Последнее замечание Пушкина обычно опускается, потому что оно не только ставит под сомнение все вышесказанное о достоинствах Петра, но и поднимает ряд более серьезных вопросов: утвердился ли поэт в своем мнении и было ли оно вообще пушкинским, не записано ли им с чужих слов? Без рукописи ответить на это вопрос сложно. К тому же известно, что свои изменения в текст внес цензор Сербинович 211. К примеру, фраза “нередко жестоки” принадлежит его перу. У Пушкина было просто “жестоки”. Вместе с тем, если сравнить этот фрагмент с другими сохранившимися цензурными выкидками той же тетради, можно увидеть, что известное выражение находится в одном ряду с более критическими замечаниями: “По учреждении синода, духовенство поднесло Петру просьбу о назначении патриарха. Тогда-то (по свидетельству современников графа Бестужева и барона Черкасова) Петр, ударив себя в грудь и обнажив кортик, сказал: “Вот вам патриарх”” (Х,256). Очевидно, что речь здесь идет не о временном указе Петра, а о том, что продиктованы “умом обширным, исполненным доброжелательства и мудрости” и отношение к нему у Пушкина критическое. Полно иронии и следующее замечание поэта: “Сенат и синод подносят ему титул: Отца Отечества, Всероссийского Императора и Петра Великого. Петр недолго церемонился и принял их” (Х,256). Как это ни странно, сказав о достоинствах государственных учреждений Петра, Пушкин почему-то уничижительно отзывается о них: “Сенат (т.е. 8 стариков) прокричали vivat - Петр отвечал речью гораздо более приличной и рассудительной, чем это все торжество”(X, 256). Рассуждения поэта о повседневной законодательной деятельности

142

Петра заканчиваются столь же нелестным выводом: “Указ о возвращении родителям деревень и проч., принадлежащих им и невинным их детям, также и о платеже заимодавцам. NB. Сей закон справедлив и милостив, но факт, из коего он проистекает; сам по себе I несправедливость и жестокость. От гнилого корня отпрыск живой” (Х,256). Последнее больше похоже на афоризм, относящийся ко всему царствованию Петра.

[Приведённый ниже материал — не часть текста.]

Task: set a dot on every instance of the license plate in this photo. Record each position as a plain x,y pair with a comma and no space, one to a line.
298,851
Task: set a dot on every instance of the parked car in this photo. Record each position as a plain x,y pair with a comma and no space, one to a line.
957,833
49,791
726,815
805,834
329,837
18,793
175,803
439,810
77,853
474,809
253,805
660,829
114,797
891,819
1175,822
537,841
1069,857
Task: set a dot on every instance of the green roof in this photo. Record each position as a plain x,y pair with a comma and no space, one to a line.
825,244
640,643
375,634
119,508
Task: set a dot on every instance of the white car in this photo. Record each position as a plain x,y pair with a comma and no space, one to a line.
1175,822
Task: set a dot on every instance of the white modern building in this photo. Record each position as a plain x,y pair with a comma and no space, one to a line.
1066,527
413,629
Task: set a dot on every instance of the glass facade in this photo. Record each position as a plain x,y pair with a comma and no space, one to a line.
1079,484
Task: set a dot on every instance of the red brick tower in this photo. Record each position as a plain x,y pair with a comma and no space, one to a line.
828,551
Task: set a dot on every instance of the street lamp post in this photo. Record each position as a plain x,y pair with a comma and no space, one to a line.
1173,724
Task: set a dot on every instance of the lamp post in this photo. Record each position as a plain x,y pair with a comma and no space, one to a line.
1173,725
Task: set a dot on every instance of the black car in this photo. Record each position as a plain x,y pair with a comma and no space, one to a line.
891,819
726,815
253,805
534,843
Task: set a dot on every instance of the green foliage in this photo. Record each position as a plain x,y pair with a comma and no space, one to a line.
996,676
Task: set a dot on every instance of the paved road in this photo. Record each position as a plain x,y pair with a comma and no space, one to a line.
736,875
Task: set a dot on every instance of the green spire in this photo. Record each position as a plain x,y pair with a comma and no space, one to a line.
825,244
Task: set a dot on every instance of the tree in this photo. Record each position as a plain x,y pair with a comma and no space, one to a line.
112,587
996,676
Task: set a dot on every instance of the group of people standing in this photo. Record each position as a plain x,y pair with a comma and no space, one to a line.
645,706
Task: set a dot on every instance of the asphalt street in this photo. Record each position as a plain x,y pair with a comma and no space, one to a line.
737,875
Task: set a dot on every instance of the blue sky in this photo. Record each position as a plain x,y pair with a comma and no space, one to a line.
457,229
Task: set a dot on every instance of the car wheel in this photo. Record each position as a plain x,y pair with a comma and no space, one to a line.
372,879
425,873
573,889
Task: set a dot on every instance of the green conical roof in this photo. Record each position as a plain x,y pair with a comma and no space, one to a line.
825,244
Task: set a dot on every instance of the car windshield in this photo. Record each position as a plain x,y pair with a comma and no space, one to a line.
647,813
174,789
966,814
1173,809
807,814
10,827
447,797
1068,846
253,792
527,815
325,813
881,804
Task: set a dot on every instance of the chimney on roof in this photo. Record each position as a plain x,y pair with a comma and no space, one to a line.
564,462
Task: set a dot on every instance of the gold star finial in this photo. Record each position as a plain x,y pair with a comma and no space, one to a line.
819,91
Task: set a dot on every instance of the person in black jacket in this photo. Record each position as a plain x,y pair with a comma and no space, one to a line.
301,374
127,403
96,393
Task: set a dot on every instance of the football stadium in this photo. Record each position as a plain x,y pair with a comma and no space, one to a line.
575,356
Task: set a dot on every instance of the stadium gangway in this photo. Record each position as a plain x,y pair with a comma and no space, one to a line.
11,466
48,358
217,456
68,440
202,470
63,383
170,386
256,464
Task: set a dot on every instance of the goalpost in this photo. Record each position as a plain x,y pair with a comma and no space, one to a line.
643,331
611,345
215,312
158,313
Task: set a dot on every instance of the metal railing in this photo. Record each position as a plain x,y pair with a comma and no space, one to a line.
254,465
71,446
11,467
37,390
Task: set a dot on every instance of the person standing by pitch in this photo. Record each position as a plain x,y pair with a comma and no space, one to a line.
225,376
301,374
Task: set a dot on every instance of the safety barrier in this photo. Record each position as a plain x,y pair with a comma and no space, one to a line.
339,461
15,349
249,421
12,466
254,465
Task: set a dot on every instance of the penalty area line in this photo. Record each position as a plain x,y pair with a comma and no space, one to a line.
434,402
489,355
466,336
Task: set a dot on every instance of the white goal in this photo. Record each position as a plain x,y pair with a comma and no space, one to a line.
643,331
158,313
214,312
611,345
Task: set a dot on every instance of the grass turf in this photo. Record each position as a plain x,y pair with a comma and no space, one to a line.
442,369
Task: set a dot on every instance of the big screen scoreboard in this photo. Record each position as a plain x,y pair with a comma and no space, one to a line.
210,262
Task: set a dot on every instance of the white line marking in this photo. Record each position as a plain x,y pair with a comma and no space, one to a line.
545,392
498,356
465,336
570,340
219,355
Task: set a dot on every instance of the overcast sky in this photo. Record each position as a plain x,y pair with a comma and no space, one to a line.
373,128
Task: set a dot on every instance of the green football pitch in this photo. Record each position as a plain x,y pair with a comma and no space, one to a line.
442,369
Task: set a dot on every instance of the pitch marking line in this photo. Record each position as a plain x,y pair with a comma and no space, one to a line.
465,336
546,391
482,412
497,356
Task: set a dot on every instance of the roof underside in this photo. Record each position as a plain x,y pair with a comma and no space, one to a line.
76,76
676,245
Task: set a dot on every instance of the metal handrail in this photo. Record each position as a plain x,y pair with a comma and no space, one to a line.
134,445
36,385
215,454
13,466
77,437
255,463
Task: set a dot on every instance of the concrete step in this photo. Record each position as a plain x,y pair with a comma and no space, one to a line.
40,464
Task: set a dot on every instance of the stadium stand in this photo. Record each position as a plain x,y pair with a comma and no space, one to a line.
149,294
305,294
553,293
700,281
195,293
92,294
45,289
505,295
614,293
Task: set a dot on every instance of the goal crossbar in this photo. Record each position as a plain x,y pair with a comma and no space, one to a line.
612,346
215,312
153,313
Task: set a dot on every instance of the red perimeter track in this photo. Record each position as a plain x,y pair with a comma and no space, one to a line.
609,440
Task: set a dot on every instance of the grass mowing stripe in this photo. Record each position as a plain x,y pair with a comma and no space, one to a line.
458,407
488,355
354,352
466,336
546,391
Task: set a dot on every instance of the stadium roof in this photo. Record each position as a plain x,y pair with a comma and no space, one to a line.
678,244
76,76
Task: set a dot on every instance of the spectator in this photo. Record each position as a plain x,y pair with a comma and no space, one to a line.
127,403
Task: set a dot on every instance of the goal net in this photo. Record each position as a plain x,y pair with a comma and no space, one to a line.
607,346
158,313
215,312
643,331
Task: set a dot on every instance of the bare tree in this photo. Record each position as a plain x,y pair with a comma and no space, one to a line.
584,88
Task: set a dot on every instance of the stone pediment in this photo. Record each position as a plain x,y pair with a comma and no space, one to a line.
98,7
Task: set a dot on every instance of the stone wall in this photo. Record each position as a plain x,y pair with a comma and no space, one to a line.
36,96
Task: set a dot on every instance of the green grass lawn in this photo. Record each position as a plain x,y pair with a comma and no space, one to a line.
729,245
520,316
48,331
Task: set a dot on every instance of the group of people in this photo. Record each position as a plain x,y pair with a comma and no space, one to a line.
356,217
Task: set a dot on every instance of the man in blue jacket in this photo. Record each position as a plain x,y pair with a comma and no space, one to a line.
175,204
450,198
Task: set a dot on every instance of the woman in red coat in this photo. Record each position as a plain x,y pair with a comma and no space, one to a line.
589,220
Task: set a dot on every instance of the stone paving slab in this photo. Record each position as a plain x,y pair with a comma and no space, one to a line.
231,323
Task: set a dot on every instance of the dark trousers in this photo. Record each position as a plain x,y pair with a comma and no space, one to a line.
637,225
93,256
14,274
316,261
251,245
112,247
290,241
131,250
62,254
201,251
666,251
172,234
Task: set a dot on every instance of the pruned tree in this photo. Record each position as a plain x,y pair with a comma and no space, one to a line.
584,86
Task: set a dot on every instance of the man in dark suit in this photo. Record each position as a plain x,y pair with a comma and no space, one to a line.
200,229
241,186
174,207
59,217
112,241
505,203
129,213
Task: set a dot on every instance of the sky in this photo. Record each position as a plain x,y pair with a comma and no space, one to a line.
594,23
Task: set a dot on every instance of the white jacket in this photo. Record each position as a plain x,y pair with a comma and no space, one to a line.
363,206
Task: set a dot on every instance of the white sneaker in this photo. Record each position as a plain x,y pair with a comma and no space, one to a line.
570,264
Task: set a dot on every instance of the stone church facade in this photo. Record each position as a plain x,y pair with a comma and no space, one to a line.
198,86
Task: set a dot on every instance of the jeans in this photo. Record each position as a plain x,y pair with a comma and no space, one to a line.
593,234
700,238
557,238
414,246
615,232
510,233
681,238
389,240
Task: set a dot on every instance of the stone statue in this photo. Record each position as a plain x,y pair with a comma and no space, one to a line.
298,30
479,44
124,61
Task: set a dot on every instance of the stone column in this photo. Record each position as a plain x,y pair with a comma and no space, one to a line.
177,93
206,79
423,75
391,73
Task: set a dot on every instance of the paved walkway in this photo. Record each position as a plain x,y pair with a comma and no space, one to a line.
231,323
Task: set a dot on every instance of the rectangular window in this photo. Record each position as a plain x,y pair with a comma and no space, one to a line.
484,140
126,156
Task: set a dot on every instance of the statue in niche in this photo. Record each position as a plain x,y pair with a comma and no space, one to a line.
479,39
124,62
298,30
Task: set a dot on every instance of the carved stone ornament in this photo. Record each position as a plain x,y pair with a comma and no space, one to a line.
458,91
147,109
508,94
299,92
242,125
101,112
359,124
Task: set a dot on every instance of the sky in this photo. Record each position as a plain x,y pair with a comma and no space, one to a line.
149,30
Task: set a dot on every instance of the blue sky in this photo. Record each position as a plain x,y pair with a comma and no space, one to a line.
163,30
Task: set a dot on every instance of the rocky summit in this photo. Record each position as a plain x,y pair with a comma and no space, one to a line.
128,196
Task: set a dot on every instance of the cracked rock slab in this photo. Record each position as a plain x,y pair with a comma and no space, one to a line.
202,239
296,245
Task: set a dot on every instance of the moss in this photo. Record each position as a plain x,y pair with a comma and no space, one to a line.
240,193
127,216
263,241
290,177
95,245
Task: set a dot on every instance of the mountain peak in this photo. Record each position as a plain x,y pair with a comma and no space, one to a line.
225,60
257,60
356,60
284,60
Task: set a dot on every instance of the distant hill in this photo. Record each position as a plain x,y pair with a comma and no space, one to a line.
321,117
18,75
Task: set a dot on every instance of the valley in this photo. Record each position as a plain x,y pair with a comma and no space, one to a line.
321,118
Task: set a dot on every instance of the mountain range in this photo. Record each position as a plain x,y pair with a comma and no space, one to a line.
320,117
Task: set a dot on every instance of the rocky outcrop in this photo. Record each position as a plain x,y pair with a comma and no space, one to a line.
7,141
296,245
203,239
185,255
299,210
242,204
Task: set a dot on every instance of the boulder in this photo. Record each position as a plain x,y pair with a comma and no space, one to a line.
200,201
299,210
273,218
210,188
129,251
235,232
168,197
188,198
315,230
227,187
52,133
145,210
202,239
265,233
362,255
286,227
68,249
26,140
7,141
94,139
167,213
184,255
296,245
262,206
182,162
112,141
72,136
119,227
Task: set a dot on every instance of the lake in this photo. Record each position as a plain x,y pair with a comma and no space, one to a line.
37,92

Следующая тетрадь также не содержит никаких свидетельств, подтверждающих пушкинскую мысль о двойственном характере петровских преобразований, скорее наоборот, поэт дает понять их определенную направленность: “Петр был гневен. Не смотря на все его указы, дворяне не явились на смотр в декабре. Он 11 янв.<аря> издал указ, превосходящий варварством все прежние, в нем подтверждал он свое повеление и изобретает новые штрафы”(Х,257), “5 февраля Петр издал манифест и указ о праве наследства, т. е. уничтожил всякую законность в порядке наследства и отдал престол па произволение самодержца”(Х,257). Не изменился характер и “временных” его указов: “Указ о дураках и дурах (фамильных): в брак не вступать, к наследству не допускать, у женатых уже не отымать”(Х,258), “За бороду (купцам) положено платить 50 р. - и проч. двойной оклад и вышивать на платьях красные и желтые лоскутья”(Х,260). К народу отношение Петра тоже было немилосердное: “Главная мысль и занятия Петра были перепись народу и расположение по оной своему войску”(Х,259). Вновь Пушкин замечает: “Петр разделил власть духовную от светской” (Х,259), что на поверку означало как раз обратное - подчинение церкви воле самодержца: “О приемлющих иную веру из православной Петр повелел докл.<адывать> в Сенат, а решение было предоставлено себе”(Х,260). Подчеркивает поэт и своеобразное решение царем дворянской проблемы: “О отставных офицерах (кроющих свои чины и назыв.<ающи>ся просто дворянами) строгий указ” (Х,262). Поход Петра на Персию, якобы с христианской миссией, не состоялся по причинам, очень напоминающим о неудаче Прутской

143

компании (Х,267). В конце тетради Пушкин просто пишет: “Приуготовлены были Триумф.<альные> врата - с хвастливой надписью” (Х,272).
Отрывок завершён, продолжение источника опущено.